Dogs Queensland General Manager Rob Harrison said there are several precautions families can take to ensure the safety of their dogs whilst on the road and setting up camp this Christmas.
"Camping with your family and pets can be a very enjoyable experience but it is not a holiday decision that should be made lightly," Mr Harrison said.
"For pet owners committed to travelling with their dogs, there are some basic but effective actions they can take to ensure a happy holiday for the whole family.
"This includes being wary of extreme weather and choosing a camping spot or holiday accommodation that is dog friendly.
"Owners should also consult their vet to identify any additional health risks to make sure their dogs are given the appropriate vaccinations before travelling."
Mr Harrison said families taking long road tips will need to make frequent stops on the way to give their dog fresh air and an opportunity to stretch their legs.
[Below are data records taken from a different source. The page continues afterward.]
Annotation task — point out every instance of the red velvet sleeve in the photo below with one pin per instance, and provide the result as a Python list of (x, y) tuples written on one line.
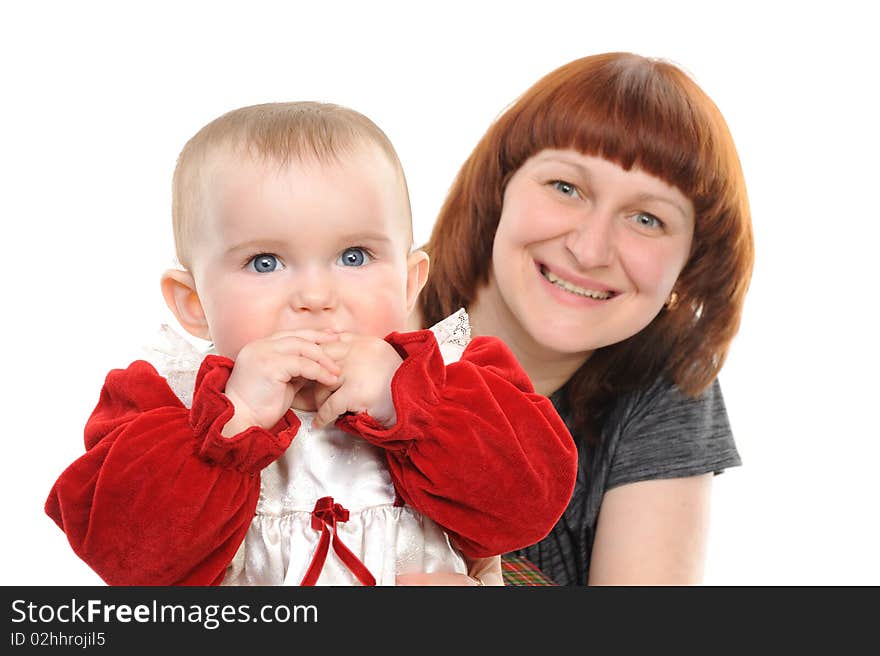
[(474, 447), (161, 497)]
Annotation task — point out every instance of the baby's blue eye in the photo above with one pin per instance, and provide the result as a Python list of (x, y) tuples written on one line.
[(264, 263), (354, 257)]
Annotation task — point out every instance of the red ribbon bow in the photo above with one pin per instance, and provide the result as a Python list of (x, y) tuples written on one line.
[(324, 518)]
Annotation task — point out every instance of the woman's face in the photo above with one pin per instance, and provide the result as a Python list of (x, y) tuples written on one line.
[(586, 253)]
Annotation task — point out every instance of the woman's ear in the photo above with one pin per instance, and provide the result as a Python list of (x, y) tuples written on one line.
[(181, 297), (416, 276)]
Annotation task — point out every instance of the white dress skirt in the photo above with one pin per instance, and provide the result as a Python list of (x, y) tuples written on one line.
[(332, 484)]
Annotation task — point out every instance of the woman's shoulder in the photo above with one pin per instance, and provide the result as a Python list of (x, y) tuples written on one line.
[(660, 432)]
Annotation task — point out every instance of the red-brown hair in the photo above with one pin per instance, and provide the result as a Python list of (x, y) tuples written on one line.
[(636, 112)]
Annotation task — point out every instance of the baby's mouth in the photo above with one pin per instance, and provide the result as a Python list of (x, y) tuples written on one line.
[(575, 289)]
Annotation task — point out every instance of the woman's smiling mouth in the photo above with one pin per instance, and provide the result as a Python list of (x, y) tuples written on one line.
[(599, 295)]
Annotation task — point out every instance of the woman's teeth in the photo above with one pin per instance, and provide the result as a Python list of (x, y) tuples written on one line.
[(574, 289)]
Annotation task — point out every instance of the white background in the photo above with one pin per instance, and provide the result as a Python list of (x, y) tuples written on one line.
[(98, 98)]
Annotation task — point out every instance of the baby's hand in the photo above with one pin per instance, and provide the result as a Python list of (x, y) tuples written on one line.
[(368, 364), (268, 373)]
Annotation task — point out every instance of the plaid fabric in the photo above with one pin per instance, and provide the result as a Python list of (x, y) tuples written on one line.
[(517, 570)]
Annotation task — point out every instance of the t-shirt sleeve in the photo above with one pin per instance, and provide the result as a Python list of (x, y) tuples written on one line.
[(664, 434)]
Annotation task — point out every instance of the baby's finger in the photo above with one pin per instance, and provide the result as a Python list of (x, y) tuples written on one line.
[(300, 367), (293, 346), (309, 335), (328, 411)]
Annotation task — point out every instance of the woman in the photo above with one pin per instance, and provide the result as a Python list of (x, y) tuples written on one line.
[(601, 227)]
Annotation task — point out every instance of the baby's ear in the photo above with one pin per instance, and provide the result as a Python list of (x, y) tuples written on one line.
[(417, 264), (181, 297)]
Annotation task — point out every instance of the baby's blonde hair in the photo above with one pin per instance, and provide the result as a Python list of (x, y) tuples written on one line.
[(279, 132)]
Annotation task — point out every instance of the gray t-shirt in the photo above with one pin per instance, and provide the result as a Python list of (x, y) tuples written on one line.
[(652, 434)]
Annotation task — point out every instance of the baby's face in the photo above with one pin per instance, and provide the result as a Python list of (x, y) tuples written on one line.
[(306, 245)]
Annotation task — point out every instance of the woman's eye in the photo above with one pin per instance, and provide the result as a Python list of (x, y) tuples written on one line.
[(264, 263), (645, 220), (354, 257), (565, 187)]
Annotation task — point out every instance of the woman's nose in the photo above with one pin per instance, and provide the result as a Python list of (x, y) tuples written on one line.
[(591, 242)]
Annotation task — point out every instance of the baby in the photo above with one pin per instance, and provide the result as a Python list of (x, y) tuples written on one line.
[(313, 423)]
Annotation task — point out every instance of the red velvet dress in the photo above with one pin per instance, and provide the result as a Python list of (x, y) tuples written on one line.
[(162, 498)]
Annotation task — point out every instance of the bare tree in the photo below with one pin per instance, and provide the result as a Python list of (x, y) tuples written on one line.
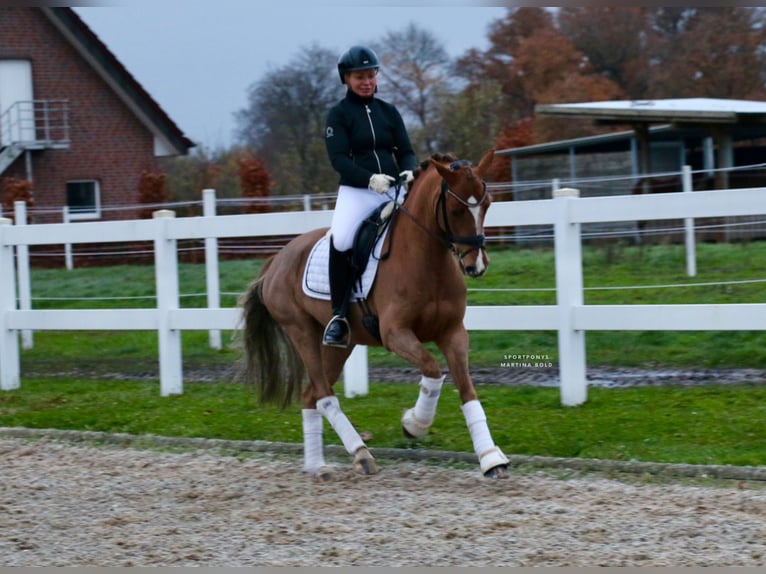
[(415, 72), (283, 122)]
"Travelling presents an unnatural environment for animals so it is important to ensure your dog has a large enough cage that is well ventilated with enough water to keep them hydrated," he said.
"A safety harness is another essential item to help ensure the security of your pet when travelling and reduce the risk of on-road accidents.
"Avoid feeding your dog whilst in a moving vehicle and make sure to give them a light meal three or four hours prior to departure to reduce their chances of getting motion sickness.
"Packing your dog's favourite toys and foods will also help them feel more comfortable in a new environment."
Mr Harrison also encouraged owners to not become complacent when it comes to cleaning up after their four-legged friends.
"Although you may be away from home, the same rules apply when it comes to cleaning up after your canine," he said.
"You are responsible for your dog's droppings and should use a poop-scoop or bag to collect them when at camping grounds or national parks."